According to projections from the Evangelical Lutheran Church in America’s (ELCA) Office of
Research and Evaluation, the whole denomination will have fewer than
67,000 members in 2050, with fewer than 16,000 in worship on an average
Sunday by 2041.
While the ELCA had over 5.2 million members when it was launched in 1988, it
has only declined since, and the decline has been accelerating. Currently, the numbers are somewhere south of 3.7 million members. The numbers of those who actually worship is even more dismal (and not only for the ELCA!).
Many reasons could be given but the ELCA is a distinctly more liberal (or progressive, if you prefer) church body than it was when it began. There were disagreements or failures to agree on substantive issues that were put off until later.
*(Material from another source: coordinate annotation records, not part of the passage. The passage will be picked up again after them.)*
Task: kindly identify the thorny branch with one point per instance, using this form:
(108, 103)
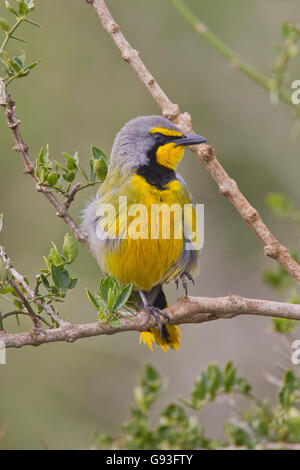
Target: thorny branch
(227, 186)
(188, 309)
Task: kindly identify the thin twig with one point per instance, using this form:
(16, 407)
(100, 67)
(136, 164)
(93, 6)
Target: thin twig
(227, 186)
(187, 310)
(206, 33)
(22, 148)
(25, 302)
(30, 292)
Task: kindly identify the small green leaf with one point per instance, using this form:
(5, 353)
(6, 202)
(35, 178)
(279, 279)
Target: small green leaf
(73, 283)
(53, 178)
(93, 300)
(97, 154)
(61, 277)
(229, 376)
(115, 322)
(70, 248)
(10, 8)
(2, 92)
(54, 256)
(45, 281)
(23, 9)
(18, 304)
(283, 325)
(106, 284)
(70, 161)
(3, 271)
(123, 297)
(100, 168)
(70, 176)
(33, 64)
(4, 24)
(111, 298)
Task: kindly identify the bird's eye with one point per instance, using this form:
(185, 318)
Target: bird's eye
(159, 137)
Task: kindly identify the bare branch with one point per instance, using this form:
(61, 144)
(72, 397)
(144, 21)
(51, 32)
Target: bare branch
(187, 310)
(23, 149)
(227, 186)
(30, 292)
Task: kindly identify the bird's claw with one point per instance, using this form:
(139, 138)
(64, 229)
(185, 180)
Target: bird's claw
(183, 278)
(156, 312)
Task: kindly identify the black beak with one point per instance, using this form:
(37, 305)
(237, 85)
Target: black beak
(190, 139)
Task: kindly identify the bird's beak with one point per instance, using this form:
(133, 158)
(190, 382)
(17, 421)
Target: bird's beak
(190, 139)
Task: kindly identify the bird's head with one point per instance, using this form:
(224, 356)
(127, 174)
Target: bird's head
(151, 140)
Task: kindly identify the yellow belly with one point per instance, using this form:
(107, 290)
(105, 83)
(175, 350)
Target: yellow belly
(145, 262)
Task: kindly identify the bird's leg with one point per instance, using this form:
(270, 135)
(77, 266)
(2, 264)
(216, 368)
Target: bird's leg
(183, 277)
(151, 310)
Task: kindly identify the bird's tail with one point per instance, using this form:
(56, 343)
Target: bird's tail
(170, 333)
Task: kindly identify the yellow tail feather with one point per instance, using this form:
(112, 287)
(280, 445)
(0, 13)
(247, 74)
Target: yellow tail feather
(170, 340)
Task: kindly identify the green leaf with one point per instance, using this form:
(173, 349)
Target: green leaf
(33, 64)
(111, 298)
(23, 9)
(100, 169)
(54, 256)
(283, 325)
(2, 92)
(93, 299)
(229, 376)
(45, 281)
(61, 277)
(123, 297)
(53, 178)
(71, 161)
(97, 154)
(70, 176)
(70, 248)
(115, 322)
(10, 8)
(73, 283)
(105, 285)
(3, 271)
(4, 24)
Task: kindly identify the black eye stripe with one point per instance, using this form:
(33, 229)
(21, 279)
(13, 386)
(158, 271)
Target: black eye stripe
(165, 138)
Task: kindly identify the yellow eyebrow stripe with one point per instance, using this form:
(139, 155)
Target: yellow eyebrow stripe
(164, 131)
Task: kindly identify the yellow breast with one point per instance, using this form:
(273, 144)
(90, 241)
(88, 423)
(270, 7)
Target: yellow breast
(145, 260)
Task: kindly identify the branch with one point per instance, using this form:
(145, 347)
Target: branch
(187, 310)
(30, 292)
(23, 149)
(227, 186)
(204, 31)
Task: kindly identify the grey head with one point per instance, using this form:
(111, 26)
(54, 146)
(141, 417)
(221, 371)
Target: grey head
(134, 141)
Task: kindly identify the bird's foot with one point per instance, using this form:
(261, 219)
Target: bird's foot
(183, 278)
(156, 312)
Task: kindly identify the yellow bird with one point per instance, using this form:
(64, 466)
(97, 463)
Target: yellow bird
(129, 242)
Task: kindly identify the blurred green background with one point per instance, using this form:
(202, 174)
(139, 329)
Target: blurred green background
(57, 395)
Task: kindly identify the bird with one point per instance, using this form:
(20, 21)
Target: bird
(143, 172)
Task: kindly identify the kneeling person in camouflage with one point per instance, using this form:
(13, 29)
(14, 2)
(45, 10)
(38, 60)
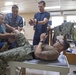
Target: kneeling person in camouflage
(26, 51)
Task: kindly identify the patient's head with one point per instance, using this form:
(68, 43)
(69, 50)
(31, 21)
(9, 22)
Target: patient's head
(1, 18)
(61, 45)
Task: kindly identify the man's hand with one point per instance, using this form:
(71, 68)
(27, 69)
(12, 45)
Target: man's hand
(32, 22)
(43, 37)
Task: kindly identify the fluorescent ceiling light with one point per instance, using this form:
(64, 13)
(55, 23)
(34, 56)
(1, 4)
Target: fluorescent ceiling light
(6, 11)
(8, 3)
(52, 7)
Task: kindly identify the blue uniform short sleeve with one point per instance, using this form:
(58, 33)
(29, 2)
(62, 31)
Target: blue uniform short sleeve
(47, 15)
(21, 22)
(6, 19)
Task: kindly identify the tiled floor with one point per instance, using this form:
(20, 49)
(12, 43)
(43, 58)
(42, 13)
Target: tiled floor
(42, 72)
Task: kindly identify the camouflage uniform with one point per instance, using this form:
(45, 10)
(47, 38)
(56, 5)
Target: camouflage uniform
(23, 52)
(66, 28)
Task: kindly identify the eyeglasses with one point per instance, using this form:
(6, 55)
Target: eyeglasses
(59, 42)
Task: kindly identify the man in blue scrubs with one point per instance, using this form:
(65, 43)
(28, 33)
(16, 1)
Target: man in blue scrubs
(40, 23)
(13, 19)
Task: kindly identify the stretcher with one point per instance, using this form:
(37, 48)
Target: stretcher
(60, 65)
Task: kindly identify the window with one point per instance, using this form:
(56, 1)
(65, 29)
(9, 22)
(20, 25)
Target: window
(56, 21)
(71, 18)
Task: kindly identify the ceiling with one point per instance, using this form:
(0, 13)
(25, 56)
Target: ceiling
(30, 6)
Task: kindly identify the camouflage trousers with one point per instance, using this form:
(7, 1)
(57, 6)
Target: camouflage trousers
(17, 54)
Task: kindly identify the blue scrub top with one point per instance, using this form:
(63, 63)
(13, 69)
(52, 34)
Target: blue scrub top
(14, 22)
(2, 30)
(40, 17)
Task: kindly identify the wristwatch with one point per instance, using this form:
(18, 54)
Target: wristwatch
(41, 41)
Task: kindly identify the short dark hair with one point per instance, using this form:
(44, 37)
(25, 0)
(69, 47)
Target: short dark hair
(14, 6)
(42, 2)
(66, 45)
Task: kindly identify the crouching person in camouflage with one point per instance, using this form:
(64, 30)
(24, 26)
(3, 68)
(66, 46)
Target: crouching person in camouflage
(25, 51)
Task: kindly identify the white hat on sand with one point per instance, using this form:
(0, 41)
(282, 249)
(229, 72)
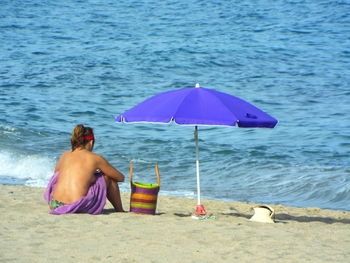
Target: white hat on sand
(264, 214)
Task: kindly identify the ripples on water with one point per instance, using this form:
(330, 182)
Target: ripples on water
(71, 62)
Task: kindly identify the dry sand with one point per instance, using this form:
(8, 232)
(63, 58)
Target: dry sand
(29, 234)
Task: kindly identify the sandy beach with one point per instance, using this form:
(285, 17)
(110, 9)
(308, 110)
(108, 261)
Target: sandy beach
(30, 234)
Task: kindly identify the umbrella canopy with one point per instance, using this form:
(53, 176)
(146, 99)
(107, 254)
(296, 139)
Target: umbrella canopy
(198, 106)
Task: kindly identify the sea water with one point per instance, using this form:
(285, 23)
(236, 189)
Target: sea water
(69, 62)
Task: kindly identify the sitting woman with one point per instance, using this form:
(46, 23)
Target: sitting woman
(82, 180)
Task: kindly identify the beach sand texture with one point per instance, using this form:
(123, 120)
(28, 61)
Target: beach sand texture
(30, 234)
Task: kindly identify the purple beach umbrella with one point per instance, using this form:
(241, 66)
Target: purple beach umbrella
(198, 106)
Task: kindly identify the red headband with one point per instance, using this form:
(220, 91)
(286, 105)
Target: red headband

Few of those were resolved in a positive way. So the lingering effects of those disagreements cannot be forgotten as a reason. In fact, some have suggested that at least in polity it was not a merger but the adoption of the LCA structure. Even this is not certain since the Synods (what we might call districts or dioceses) have effectively become semi-autonomous units that have created some disparity between them as far as theological stance and practices. This is especially true with regard to the social positions on sex and gender that have caused two schisms from the denomination (the NALC and the LCMC).
In the end, however, a church body that merely mirrors the positions of the culture and society around it offers little to compel a person to become a member. The lack of these distinctives may be the primary reason why the bleeding is increasing and the projections look so terrible. While some may be looking for more creativity, I would suggest that the real problem here is a lack of continuity. Those who can remember the previous church bodies assumed into the present structure of the ELCA see a church body far different from the one they once new. Without a distinctive and long standing tradition as a church body and without a distinctive and compelling identity apart from the world around them, the ELCA is a sinking ship.
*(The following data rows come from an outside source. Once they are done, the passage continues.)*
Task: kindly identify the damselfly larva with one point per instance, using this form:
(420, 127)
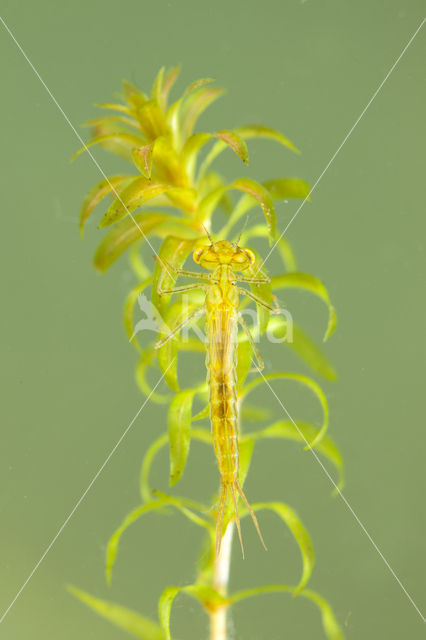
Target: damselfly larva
(226, 261)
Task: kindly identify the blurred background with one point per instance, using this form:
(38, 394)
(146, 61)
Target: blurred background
(307, 69)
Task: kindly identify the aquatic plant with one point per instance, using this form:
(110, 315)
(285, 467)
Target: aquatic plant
(173, 192)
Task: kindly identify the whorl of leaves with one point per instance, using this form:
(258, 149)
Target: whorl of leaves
(172, 192)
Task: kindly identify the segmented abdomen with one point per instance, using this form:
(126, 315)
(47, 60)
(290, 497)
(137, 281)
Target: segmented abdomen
(222, 325)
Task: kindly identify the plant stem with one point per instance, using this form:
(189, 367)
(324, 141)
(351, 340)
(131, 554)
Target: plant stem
(222, 565)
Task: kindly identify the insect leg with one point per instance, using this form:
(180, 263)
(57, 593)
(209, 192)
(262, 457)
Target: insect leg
(237, 520)
(196, 313)
(186, 287)
(251, 341)
(182, 272)
(219, 521)
(260, 278)
(258, 300)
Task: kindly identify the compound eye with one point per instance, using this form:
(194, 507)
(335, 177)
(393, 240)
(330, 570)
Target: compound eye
(250, 255)
(197, 254)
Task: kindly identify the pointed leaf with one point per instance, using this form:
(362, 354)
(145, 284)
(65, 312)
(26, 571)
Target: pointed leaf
(329, 622)
(236, 143)
(195, 105)
(253, 189)
(124, 235)
(169, 80)
(283, 188)
(114, 107)
(183, 505)
(152, 120)
(99, 191)
(263, 197)
(130, 621)
(139, 191)
(206, 595)
(179, 427)
(331, 626)
(283, 245)
(108, 120)
(259, 131)
(147, 358)
(292, 520)
(246, 446)
(197, 84)
(134, 96)
(311, 354)
(127, 140)
(142, 157)
(157, 87)
(307, 382)
(309, 283)
(128, 311)
(304, 433)
(202, 435)
(173, 251)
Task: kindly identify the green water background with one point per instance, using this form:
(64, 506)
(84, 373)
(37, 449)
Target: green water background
(308, 69)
For those not in the ELCA, there is little room to be smug. We have our own decline to deal with and our own voices advocating to be more like the world around us and less like the faith of our fathers. Both ends would put us exactly in the same boat as the ELCA. We may be listing but it is surely easier for us to right the good ship Missouri than it will be to rescue a church body which has tied its future to the culture and social positions of the people around them and forgotten to make a real case for being a church at all.
1 comment:
Long-term straight line projections sometimes are not reliable. Here's a plot of the ELCA-to-LCMS membership ratios based on membership data from 1987 to 2018.
The ELCA's big membership dropoff is immediately following its 2009 decision allowing ordination of active homosexuals and the formation of NALC by breakaway congregations. Whether, in the last few years the dropoff is leveling to a slower decline (relative to the LCMS decline) remains to be seen.
Also some of the slow decline may be related to the slowly increasing average membership age.